Barcelona travel guide
Architecture
Few cities in the world are as architecturally rich as Barcelona. The beguiling fairy-tale structures of Antoni Gaudí and his modernist contemporaries defined the city’s visual identity and have inspired more than a century of imaginative, and at times surreal, architecture. From the austere and modernist to the futuristic and contemporary, we love it all.
Recinte Modernista de Sant Pau, Guinardó
This 27-pavilion complex suffers from sitting behind La Sagrada Família, which inevitably steals some of its thunder. But this work of modernisme is not to be missed. The former hospital was designed by Lluís Domènech i Montaner, who died seven years before it was finished in 1930. He believed in the healing power of beauty so he decked the grounds with stained glass, ornate façades, allegorical statues and all the other proper touches of modernisme. Indeed, if Gaudí’s works celebrate the style, this is its carnival. It was awarded Unesco World Heritage status in 1997.

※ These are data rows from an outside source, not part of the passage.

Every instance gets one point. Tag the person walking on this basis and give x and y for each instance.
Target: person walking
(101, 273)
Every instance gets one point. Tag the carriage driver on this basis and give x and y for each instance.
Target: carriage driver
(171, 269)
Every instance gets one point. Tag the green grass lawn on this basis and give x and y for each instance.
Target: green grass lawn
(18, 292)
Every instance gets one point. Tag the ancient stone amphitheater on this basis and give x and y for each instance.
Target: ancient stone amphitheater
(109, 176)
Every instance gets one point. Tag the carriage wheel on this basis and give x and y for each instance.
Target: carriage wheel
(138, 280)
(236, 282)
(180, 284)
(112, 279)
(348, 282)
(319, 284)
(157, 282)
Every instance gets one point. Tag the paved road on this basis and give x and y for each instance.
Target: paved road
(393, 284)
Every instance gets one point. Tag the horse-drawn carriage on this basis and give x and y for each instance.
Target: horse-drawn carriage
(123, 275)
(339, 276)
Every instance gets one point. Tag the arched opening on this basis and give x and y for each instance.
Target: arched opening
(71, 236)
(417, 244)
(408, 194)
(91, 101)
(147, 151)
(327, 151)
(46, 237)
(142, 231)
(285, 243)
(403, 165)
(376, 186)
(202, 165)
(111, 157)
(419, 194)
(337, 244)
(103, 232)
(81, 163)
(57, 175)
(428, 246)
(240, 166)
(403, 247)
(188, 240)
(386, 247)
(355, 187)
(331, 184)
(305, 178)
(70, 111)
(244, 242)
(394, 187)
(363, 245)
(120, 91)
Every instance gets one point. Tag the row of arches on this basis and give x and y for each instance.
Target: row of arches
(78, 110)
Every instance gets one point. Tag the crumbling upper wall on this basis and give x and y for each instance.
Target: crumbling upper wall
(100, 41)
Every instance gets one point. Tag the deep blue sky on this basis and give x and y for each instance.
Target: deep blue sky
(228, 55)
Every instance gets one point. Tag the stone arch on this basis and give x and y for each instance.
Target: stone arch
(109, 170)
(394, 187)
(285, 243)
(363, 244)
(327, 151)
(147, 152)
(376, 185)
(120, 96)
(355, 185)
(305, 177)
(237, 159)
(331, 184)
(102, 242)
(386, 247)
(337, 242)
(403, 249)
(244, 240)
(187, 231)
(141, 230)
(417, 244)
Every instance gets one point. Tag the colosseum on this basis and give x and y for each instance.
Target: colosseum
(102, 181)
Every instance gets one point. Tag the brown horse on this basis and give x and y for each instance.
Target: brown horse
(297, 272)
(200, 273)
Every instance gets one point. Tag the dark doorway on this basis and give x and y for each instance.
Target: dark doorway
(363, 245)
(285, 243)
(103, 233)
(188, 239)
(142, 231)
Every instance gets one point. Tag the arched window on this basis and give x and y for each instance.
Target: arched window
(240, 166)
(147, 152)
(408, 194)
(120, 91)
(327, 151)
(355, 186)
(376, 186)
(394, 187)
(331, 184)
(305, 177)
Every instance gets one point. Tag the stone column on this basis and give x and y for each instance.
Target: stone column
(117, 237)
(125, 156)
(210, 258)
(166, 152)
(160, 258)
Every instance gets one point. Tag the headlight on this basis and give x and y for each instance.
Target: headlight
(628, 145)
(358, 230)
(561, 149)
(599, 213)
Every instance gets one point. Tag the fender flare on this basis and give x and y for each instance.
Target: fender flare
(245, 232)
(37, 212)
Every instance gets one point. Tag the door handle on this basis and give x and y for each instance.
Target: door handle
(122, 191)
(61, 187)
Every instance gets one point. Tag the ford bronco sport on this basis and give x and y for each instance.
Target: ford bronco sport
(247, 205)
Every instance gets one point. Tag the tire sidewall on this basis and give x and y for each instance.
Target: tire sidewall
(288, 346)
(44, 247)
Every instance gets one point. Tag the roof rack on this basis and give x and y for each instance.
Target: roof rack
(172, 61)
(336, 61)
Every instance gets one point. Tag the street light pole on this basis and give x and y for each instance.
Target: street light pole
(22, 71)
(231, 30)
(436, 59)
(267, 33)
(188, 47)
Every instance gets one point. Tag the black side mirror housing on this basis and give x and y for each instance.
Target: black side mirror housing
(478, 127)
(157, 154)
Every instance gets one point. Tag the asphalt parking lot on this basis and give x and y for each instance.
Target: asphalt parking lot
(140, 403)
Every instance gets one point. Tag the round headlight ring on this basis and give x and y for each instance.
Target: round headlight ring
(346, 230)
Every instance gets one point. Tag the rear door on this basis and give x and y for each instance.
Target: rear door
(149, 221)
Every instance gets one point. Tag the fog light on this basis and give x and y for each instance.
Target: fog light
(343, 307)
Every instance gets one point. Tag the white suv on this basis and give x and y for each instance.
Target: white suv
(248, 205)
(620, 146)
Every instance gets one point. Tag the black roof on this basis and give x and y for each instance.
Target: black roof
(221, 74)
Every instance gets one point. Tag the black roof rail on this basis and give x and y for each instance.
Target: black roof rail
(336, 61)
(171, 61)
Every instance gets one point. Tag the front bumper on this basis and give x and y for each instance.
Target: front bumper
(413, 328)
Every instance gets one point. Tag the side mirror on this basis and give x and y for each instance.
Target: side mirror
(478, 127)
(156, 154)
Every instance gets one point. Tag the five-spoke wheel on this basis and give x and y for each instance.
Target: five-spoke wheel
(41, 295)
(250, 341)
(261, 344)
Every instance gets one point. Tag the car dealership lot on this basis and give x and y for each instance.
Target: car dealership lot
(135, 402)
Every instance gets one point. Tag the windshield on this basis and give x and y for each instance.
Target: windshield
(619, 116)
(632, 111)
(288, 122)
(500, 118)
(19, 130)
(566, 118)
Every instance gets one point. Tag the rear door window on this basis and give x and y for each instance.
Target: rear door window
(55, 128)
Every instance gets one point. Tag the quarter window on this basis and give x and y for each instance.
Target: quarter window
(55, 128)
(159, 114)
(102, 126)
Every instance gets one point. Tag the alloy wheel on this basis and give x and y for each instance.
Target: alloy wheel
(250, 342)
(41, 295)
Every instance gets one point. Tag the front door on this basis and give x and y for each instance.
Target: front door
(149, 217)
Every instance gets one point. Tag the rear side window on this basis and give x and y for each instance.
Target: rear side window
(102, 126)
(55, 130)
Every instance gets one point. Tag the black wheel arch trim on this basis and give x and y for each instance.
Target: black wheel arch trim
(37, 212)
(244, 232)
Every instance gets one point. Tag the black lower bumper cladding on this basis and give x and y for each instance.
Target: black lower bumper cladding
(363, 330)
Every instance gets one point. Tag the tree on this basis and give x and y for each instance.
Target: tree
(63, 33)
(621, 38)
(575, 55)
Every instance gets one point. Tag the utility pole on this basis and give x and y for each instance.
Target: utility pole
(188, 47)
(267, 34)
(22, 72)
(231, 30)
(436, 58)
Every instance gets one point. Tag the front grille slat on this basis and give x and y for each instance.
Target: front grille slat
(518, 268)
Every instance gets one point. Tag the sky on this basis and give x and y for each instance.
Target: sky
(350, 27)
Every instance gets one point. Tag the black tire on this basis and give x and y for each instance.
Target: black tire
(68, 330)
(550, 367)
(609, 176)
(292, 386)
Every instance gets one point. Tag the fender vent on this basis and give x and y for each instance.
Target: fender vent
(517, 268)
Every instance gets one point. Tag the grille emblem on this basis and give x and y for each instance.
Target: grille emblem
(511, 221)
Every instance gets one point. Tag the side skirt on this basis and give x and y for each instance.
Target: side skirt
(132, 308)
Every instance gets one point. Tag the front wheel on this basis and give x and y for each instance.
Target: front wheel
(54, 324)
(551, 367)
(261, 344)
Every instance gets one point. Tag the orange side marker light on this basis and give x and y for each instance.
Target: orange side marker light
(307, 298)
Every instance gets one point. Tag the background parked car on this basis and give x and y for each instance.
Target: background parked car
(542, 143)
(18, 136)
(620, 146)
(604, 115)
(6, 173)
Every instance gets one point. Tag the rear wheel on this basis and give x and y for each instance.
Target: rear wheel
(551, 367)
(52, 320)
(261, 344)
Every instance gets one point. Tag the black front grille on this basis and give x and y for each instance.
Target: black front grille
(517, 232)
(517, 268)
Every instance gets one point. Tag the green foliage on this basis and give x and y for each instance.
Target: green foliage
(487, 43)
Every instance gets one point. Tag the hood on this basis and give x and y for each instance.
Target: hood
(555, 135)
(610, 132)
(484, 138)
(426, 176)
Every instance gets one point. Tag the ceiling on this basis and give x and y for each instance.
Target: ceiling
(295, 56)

167 Carrer de Sant Antoni Maria Claret, 08025+34 93 553 7801
santpaubarcelona.org
Barcelona Pavilion, Montjuïc
Also known as the German Pavilion, this gem was designed by Mies van der Rohe for the 1929 Barcelona International Exposition. Through green marble, travertine, onyx, steel and glass he manifests the rebirth, modernity and honesty that Germany sought to express after the First World War. Although the furniture (including the white-leather Barcelona chair) is original, the structure is a reconstruction. It was dismantled after the exposition but rebuilt in the 1980s by Catalan architects.
7 Avinguda de Francesc Ferrer i Guàrdia, 08038+34 93 215 1011
miesbcn.com
Walden 7, Sant Just Desvern
To conceive this utopian social-housing project, architect Ricardo Bofill decamped to the Algerian desert in the 1970s with a handful of poets, philosophers and sociologists in search of an architectural vision. The result is Walden 7, whose name comes from the 1948 sci-fi novel Walden Two.
Inside the terracotta-hued complex are 446 apartments, as well as gardens, fountains and two rooftop swimming pools (complete with a nudist section). The structure is also modular: the ceramic-tiled walls can be manipulated to add an extra window or join two apartments together for more space. It’s a grand utopian experiment that, since 1975, has drawn as many intellectuals enamoured by Walden 7’s idealist design as working-class families wanting better living standards.